People, terrified, came running from their homes, many clutching their most precious possessions, others holding their crying children, some hugging their pets. But it was hard to know where to run to, for the houses, one after the other, came rocketing down in different directions, and soon the whole city of Peganda was in ruins. Folk were screaming or sobbing piteously, animals were racing helter-skelter, in panic, and shops, their merchandise in ruins, lay in splinters and shards of glass.
Nathan stared. He did not know where to run to, and turned around repeatedly, desperate both for escape, and to help everyone.
“I’m the empole,” he muttered to himself. “I have to save my people. The poor things are losing everything that matters to them, and everything they’ve worked so hard for over the years.”
“They’re losing their lives too,” someone yelled in his ear, and Nathan looked around to see John Ten-Toes beside him, holding a sword in one hand and a broom in the other. “Come on, Nat.
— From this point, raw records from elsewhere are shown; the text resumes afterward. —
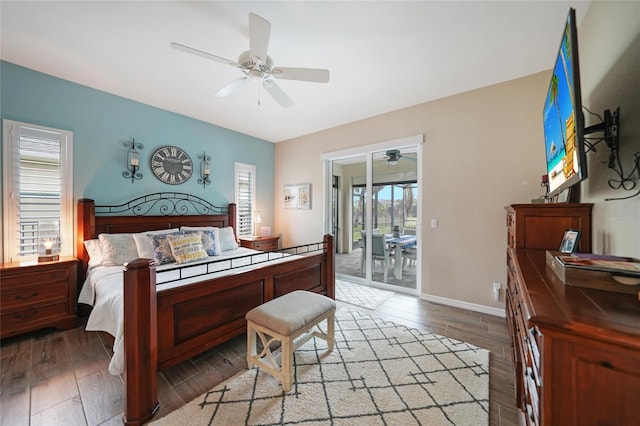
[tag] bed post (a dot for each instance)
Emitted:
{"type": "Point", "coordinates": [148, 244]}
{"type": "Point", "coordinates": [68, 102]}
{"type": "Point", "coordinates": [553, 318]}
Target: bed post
{"type": "Point", "coordinates": [85, 230]}
{"type": "Point", "coordinates": [330, 252]}
{"type": "Point", "coordinates": [140, 342]}
{"type": "Point", "coordinates": [232, 217]}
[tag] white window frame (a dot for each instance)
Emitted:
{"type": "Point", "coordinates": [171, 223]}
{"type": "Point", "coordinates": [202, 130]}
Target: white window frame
{"type": "Point", "coordinates": [242, 213]}
{"type": "Point", "coordinates": [11, 133]}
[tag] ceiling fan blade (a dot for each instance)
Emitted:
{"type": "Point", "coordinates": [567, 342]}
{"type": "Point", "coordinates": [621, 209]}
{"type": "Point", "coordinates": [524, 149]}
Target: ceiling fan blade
{"type": "Point", "coordinates": [316, 75]}
{"type": "Point", "coordinates": [231, 87]}
{"type": "Point", "coordinates": [259, 33]}
{"type": "Point", "coordinates": [204, 54]}
{"type": "Point", "coordinates": [277, 93]}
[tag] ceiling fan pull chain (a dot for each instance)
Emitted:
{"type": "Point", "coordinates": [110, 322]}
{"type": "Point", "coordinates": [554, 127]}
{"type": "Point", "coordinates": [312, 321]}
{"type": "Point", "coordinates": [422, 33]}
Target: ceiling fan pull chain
{"type": "Point", "coordinates": [259, 93]}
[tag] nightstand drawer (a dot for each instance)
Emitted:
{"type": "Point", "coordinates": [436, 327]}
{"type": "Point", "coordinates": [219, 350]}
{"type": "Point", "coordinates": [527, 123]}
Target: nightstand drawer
{"type": "Point", "coordinates": [34, 315]}
{"type": "Point", "coordinates": [32, 295]}
{"type": "Point", "coordinates": [10, 280]}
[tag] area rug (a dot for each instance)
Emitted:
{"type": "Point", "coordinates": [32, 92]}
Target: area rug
{"type": "Point", "coordinates": [361, 295]}
{"type": "Point", "coordinates": [380, 373]}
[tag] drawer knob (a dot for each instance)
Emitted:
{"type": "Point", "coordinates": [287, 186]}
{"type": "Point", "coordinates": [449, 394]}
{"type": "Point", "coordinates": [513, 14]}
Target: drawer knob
{"type": "Point", "coordinates": [27, 315]}
{"type": "Point", "coordinates": [22, 297]}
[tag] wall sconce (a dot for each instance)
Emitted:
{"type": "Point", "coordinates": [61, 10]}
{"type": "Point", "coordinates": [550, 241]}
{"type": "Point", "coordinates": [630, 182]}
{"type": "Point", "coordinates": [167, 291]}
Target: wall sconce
{"type": "Point", "coordinates": [205, 169]}
{"type": "Point", "coordinates": [48, 241]}
{"type": "Point", "coordinates": [133, 159]}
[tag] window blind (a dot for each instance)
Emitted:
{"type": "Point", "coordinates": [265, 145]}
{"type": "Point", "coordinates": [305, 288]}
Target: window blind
{"type": "Point", "coordinates": [38, 181]}
{"type": "Point", "coordinates": [245, 198]}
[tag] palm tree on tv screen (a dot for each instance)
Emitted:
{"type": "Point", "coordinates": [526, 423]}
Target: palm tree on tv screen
{"type": "Point", "coordinates": [553, 99]}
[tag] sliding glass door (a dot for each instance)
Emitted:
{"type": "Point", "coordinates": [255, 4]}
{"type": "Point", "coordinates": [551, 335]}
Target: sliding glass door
{"type": "Point", "coordinates": [374, 216]}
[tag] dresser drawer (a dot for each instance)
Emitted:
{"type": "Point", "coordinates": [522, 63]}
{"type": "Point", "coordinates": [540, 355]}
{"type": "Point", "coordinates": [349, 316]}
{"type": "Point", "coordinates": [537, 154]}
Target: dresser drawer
{"type": "Point", "coordinates": [13, 280]}
{"type": "Point", "coordinates": [43, 313]}
{"type": "Point", "coordinates": [33, 295]}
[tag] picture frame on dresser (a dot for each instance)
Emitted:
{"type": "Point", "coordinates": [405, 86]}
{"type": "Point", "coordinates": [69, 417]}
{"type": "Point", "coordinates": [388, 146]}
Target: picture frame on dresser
{"type": "Point", "coordinates": [297, 196]}
{"type": "Point", "coordinates": [570, 241]}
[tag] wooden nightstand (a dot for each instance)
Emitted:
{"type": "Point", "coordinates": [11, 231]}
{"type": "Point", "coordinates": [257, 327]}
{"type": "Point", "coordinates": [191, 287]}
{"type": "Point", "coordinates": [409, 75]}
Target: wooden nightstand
{"type": "Point", "coordinates": [36, 295]}
{"type": "Point", "coordinates": [260, 243]}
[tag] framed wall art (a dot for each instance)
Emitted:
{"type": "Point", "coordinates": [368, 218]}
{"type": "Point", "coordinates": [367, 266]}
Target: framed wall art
{"type": "Point", "coordinates": [297, 196]}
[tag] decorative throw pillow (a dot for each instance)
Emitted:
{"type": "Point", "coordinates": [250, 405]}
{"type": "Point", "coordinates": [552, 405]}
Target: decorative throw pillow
{"type": "Point", "coordinates": [94, 249]}
{"type": "Point", "coordinates": [117, 249]}
{"type": "Point", "coordinates": [216, 234]}
{"type": "Point", "coordinates": [143, 244]}
{"type": "Point", "coordinates": [208, 241]}
{"type": "Point", "coordinates": [187, 247]}
{"type": "Point", "coordinates": [161, 248]}
{"type": "Point", "coordinates": [227, 239]}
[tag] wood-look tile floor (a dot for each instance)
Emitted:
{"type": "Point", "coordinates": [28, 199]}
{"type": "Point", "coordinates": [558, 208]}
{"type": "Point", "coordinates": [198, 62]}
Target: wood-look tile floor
{"type": "Point", "coordinates": [61, 378]}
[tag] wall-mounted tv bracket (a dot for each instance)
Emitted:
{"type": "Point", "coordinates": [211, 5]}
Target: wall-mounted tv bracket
{"type": "Point", "coordinates": [609, 127]}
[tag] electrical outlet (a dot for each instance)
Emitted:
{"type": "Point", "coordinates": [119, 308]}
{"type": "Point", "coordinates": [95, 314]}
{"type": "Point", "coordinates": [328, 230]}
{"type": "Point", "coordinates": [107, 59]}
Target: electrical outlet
{"type": "Point", "coordinates": [496, 291]}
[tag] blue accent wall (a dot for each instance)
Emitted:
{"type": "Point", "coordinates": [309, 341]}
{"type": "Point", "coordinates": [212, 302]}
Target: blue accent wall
{"type": "Point", "coordinates": [101, 121]}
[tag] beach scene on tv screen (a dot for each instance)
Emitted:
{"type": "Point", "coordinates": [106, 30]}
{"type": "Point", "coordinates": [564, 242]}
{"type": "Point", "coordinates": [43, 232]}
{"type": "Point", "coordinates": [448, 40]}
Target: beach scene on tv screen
{"type": "Point", "coordinates": [559, 125]}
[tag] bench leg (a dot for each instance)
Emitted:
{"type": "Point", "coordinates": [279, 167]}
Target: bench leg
{"type": "Point", "coordinates": [251, 345]}
{"type": "Point", "coordinates": [286, 372]}
{"type": "Point", "coordinates": [331, 331]}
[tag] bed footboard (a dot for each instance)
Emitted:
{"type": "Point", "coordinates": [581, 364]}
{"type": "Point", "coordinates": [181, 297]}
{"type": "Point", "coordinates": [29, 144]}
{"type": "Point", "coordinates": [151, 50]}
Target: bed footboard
{"type": "Point", "coordinates": [197, 317]}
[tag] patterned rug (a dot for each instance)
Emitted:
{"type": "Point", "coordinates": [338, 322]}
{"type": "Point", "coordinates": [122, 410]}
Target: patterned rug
{"type": "Point", "coordinates": [361, 295]}
{"type": "Point", "coordinates": [379, 373]}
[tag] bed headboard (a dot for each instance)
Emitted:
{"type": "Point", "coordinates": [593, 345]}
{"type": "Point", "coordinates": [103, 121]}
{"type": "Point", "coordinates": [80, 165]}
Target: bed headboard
{"type": "Point", "coordinates": [161, 210]}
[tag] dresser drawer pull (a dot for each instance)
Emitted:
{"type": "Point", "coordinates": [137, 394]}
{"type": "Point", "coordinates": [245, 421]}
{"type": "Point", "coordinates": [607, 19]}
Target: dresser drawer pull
{"type": "Point", "coordinates": [27, 315]}
{"type": "Point", "coordinates": [31, 296]}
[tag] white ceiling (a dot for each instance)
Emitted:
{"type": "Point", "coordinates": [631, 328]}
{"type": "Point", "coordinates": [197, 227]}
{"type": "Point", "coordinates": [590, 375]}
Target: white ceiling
{"type": "Point", "coordinates": [382, 56]}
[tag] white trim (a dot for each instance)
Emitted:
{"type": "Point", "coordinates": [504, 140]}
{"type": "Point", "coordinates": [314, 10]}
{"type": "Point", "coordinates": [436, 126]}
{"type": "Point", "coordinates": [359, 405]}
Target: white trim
{"type": "Point", "coordinates": [464, 305]}
{"type": "Point", "coordinates": [367, 149]}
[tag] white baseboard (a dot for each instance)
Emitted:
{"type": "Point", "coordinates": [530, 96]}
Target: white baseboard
{"type": "Point", "coordinates": [465, 305]}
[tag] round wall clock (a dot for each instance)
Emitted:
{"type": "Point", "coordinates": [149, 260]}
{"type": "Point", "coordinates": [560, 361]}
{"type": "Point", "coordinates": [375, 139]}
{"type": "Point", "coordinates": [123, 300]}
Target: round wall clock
{"type": "Point", "coordinates": [171, 165]}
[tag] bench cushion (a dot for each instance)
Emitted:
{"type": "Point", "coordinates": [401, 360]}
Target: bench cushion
{"type": "Point", "coordinates": [290, 312]}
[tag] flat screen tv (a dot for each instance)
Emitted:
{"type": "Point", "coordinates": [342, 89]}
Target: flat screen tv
{"type": "Point", "coordinates": [563, 118]}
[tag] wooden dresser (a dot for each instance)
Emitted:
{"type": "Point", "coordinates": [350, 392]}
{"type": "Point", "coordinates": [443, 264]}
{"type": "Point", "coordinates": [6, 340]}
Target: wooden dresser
{"type": "Point", "coordinates": [576, 351]}
{"type": "Point", "coordinates": [37, 295]}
We gotta help ‘em.”
Both boys ran to the corner of the narrow road, where Nathan stood on some fallen debris, and shouted as loud as he could. “Come on everybody. The city’s falling. We have to leave. Out by the north gate, quick, follow me.”
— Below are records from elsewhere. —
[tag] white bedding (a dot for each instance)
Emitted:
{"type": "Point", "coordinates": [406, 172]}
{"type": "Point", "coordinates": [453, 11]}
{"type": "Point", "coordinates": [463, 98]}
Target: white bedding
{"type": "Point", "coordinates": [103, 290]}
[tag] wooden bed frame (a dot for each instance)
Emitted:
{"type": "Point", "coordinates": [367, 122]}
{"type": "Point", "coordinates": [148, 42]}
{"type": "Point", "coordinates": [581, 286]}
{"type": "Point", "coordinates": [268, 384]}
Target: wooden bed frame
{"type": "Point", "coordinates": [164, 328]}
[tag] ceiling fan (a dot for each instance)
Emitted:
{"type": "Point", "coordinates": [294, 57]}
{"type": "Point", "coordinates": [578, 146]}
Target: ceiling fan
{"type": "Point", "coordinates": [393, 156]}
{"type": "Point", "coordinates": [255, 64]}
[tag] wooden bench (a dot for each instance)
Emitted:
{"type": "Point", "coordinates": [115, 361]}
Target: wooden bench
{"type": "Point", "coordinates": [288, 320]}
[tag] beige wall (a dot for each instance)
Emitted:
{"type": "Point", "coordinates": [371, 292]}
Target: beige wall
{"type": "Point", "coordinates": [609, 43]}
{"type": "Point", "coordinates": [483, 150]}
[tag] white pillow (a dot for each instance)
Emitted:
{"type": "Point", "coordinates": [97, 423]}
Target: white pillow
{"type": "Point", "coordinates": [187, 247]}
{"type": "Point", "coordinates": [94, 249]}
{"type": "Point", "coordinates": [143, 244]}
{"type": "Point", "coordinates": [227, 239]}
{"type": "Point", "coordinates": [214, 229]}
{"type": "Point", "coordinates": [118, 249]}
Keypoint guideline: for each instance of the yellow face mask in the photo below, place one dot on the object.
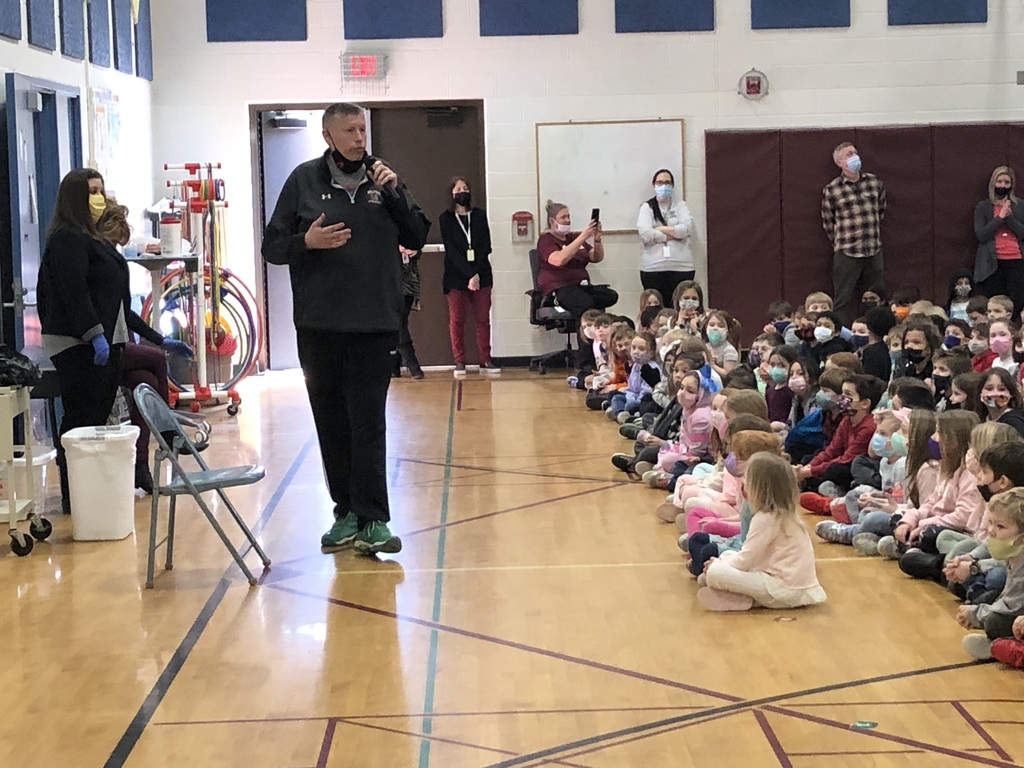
(97, 204)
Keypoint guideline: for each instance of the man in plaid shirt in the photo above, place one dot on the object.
(852, 208)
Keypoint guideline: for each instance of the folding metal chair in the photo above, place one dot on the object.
(162, 423)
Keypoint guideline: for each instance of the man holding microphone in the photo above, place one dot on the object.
(337, 226)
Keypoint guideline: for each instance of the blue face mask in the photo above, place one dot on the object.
(880, 445)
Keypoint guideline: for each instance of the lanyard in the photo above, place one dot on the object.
(467, 229)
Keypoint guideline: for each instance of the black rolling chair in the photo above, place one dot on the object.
(543, 311)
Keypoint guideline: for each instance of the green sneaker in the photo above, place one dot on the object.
(377, 537)
(341, 535)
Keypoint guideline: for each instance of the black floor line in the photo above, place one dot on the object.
(738, 706)
(138, 724)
He waved his arms in the air and people began to notice him and started to run in his direction. “Right,” called John. “This is Nat, the empole. Follow him to the north gate.”
Peganda City was enclosed by a circular stone wall and there were huge gates in each side, north, south, east and west. The northern gate was open for travellers, and that was where none of the houses had yet started to collapse. Nathan hurried towards it, and people now followed in a pushing, frightened crowd. Through the wider roads, the narrower streets and the tiny alleys they ran, and reached the north gate just as the buildings around them started to crash and crumble, shaking all along the northern roads.
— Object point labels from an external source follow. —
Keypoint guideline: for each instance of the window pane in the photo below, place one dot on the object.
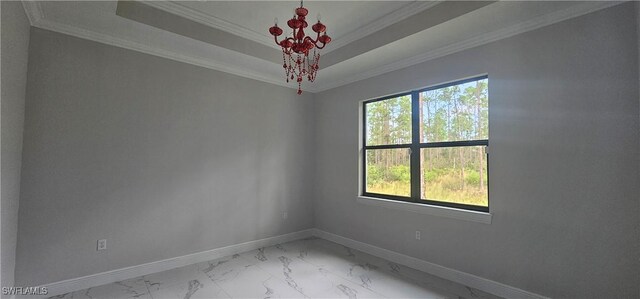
(389, 121)
(454, 174)
(388, 172)
(455, 113)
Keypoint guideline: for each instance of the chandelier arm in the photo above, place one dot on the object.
(321, 47)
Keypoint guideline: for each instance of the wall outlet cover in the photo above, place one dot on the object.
(102, 244)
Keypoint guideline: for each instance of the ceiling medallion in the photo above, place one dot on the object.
(299, 61)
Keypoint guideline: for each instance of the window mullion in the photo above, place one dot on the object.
(415, 146)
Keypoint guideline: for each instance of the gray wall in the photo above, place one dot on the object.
(15, 45)
(159, 157)
(564, 162)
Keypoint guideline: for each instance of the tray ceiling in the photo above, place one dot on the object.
(370, 37)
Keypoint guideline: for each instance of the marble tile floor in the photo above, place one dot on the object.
(308, 268)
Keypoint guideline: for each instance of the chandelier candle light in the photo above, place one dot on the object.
(296, 49)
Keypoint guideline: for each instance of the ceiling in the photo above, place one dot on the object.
(369, 37)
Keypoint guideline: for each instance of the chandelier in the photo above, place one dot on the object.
(299, 60)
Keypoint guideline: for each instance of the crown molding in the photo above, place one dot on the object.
(209, 20)
(34, 11)
(38, 19)
(245, 70)
(218, 23)
(385, 21)
(539, 22)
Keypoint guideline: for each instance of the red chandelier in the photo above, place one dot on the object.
(296, 49)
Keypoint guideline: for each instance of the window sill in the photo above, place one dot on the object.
(459, 214)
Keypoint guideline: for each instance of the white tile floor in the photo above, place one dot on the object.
(313, 268)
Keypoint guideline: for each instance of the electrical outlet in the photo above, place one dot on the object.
(102, 244)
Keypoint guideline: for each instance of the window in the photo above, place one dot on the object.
(429, 146)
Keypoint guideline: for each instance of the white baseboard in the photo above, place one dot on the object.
(75, 284)
(466, 279)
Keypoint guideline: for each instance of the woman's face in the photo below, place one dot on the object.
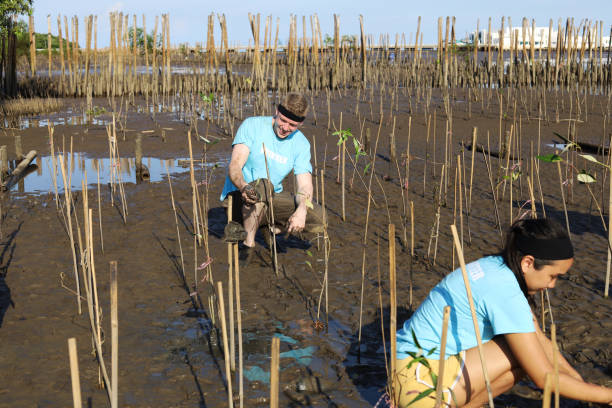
(545, 277)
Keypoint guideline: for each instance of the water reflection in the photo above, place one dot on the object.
(42, 180)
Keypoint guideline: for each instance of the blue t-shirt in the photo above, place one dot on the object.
(501, 308)
(284, 155)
As everyone streamed through the gateway and out into the fields and open country slopes, behind them the noise grew even louder. Just like dominoes, the houses were splitting and then breaking against those next to them, which started to tumble as well. Soon not one building, however large or however small, would be left standing in the city.
Nathan ran up to the top of a slope and gazed down on the huge crowd of people surrounding him. Most were crying, children were screaming, and dogs were barking madly. The complete destruction of Peganda could be heard roaring and rolling behind them.
“We’re safe here,” yelled Nathan. “If you’ve got friends or relatives living in villages nearby, then go to them. The rest should camp here, and when this chaos has stopped, and everything is quiet, then we can go back in and look for possessions amongst the rubble. No looting, please, we are better people than that.”
“And when Nat’s the new prince, I means empole,” shouted John over the tumult, “he’ll make new houses. Won’t you, mate?”
“Yes,” Nathan shouted back. “We must unite against Yaark and the wizards.”
“Yeh,” the crowd shouted, thumping their fists into the air. “Death to the wizards.”
Secretly Nathan thought once Yaark was gone, the wizards wouldn’t seem so bad, but he said nothing, just turned to John with a smile. “When it looks safe in there,” he said, “I want to go back into the city and look for people trapped or hurt.”
“Reckon I’ll come wiv ya,” John nodded. “But then we gotta find Yaark.”
“I wish my parents were here,” Nathan mumbled to John. “They’d know what to say so much better than I do.”
John stared, his eyes bright as though he was almost crying too. “Say wot you feels,” he answered. “These ain’t idiots, nor is most of ‘em on the wizard’s side. So tell ‘em good and get them to follow the Octobrs and the Bannisters. That’s wot we’s here for.”
And Nathan nodded, suddenly smiling. He knew exactly what he had to say, and he stood tall.